We risk losing our children if we fail to effectively communicate with them in a language known to them. Generational differences aren’t as simple as some make it out to be. We think of baby boomers, millennials, GenZ and the like as having very specific personalities shaped by their experiences in time. But the difference in time between these groups, especially for millennials and GenZ, could be as narrow as two years. Added to that, that difference is also shaped by how different groups use social media.
A person at age 25 and a person at age 27 could be quite different not only because of their social and economic backgrounds, but also because there are certain cultures towards which they gravitate that are more accepted within one generation as opposed to another. In that, the older generation might view a cultural practice as “lil chirren ting” when the reality is that the age difference between that older person condemning the culture, and the young person performing “lil chirren ting” is two years. We see this happening consistently with TikTok trends.

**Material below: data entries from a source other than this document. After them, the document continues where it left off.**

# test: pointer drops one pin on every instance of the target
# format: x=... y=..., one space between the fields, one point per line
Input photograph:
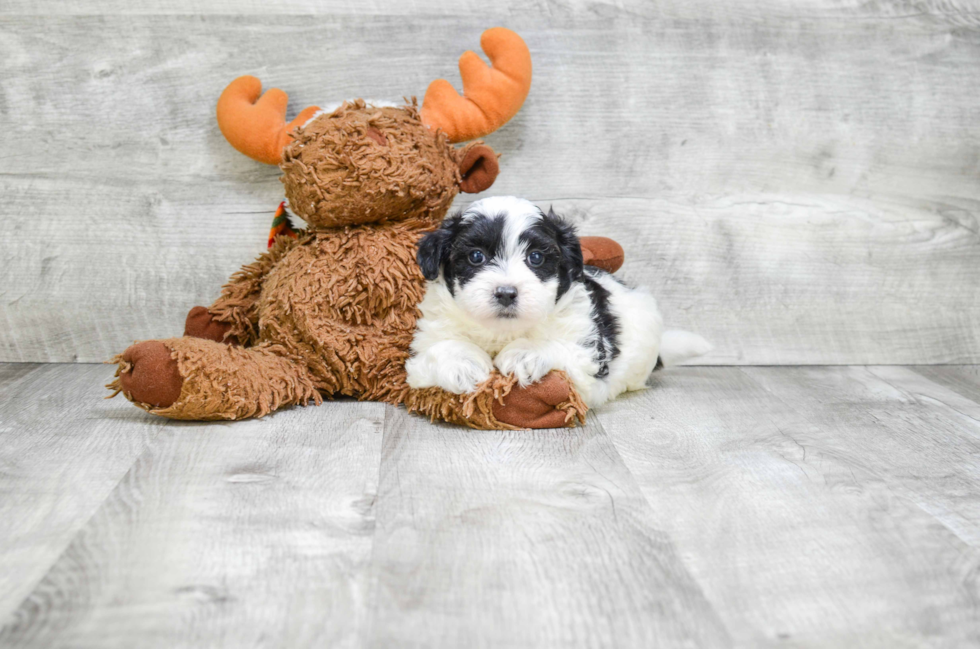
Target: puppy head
x=505 y=262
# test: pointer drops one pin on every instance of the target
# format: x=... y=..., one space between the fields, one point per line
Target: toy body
x=333 y=312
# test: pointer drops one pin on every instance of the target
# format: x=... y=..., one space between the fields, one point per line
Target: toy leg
x=192 y=378
x=234 y=317
x=499 y=403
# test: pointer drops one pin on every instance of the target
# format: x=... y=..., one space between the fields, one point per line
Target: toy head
x=367 y=164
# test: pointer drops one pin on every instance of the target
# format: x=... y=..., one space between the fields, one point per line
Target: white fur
x=458 y=336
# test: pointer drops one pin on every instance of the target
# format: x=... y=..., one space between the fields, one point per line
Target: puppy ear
x=571 y=266
x=433 y=250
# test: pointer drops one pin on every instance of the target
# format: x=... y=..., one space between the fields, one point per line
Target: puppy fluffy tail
x=677 y=346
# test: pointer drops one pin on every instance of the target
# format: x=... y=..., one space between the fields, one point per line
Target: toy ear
x=478 y=169
x=433 y=252
x=571 y=266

Now, for social media in general, there are platforms which, because of the specific culture and user-interface, might be more suited for one generational group as opposed to another. The over-30 segment of the population in Guyana depend heavily on Facebook as a social and cultural space for their daily socialising. The folks below age 30 might also use Facbeook, but might also choose instead to engage through Twitter or Instagram largely because those spaces are somewhat inaccessible to their parental and, in some cases, senior workplace figures.

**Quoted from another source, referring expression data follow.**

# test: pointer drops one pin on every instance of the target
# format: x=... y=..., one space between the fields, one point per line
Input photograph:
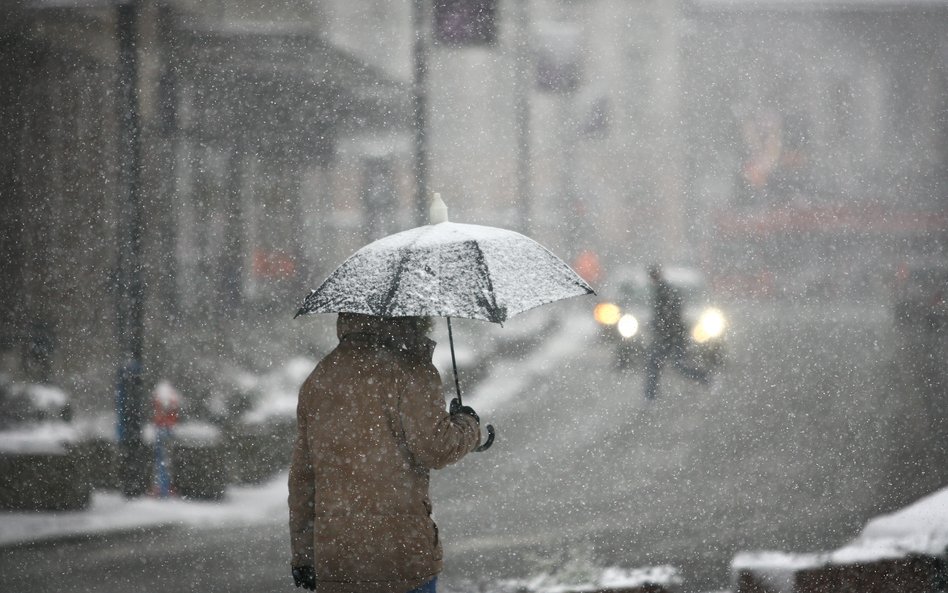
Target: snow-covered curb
x=607 y=579
x=920 y=529
x=111 y=512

A point was made previously about user interfaces of the respective platforms. When we think of the user interface for Facebook, we think of the react, comment and share functions. We might also think of the simple layout of the newsfeed, pop-up messages including with Facebook messenger, and even the increasingly popular Facebook marketplace.
Twitter on the other hand has a much more complex interface of tweets, threads, retweets, quote tweets, mentions, and now, Twitter spaces. There is even an underground culture of “burners” for the deep Twitter users. It might be a tad too frustrating for the over-30 segment of the population that wants to connect simply with family and friends while also engaging in some “commess.”
TikTok bridges the gap between and among the generational groups by employing a simple interface of simply swiping up to view new content, while having culturally relevant content with rapidly changing trends that everyone wants to get in on. It is also useful that TikTok content, albeit just as algorithmically dependent as Facebook’s and Twitter’s, does not have the same algorithmic considerations as on other platforms. This makes TikTok a much more pleasing experience. Added to that, an account is not necessary to access TikTok content.
As it stands, there is no secret that folks, both young and old, can enjoy TikTok content drawn from content creators on a spectrum as diverse as North West (@kimandnorth) (Kayne West’s daughter) to senior folk living their best lives on the Retirement House (@retirementhouse). What the platform does, however, is bring everyone to one particular cultural point that, if done intentionally, could be used to bridge ever-widening generational gaps that have created strains in family relations. For teachers, this could be a useful tool to make their lessons more interactive. If only they were allowed the space to explore.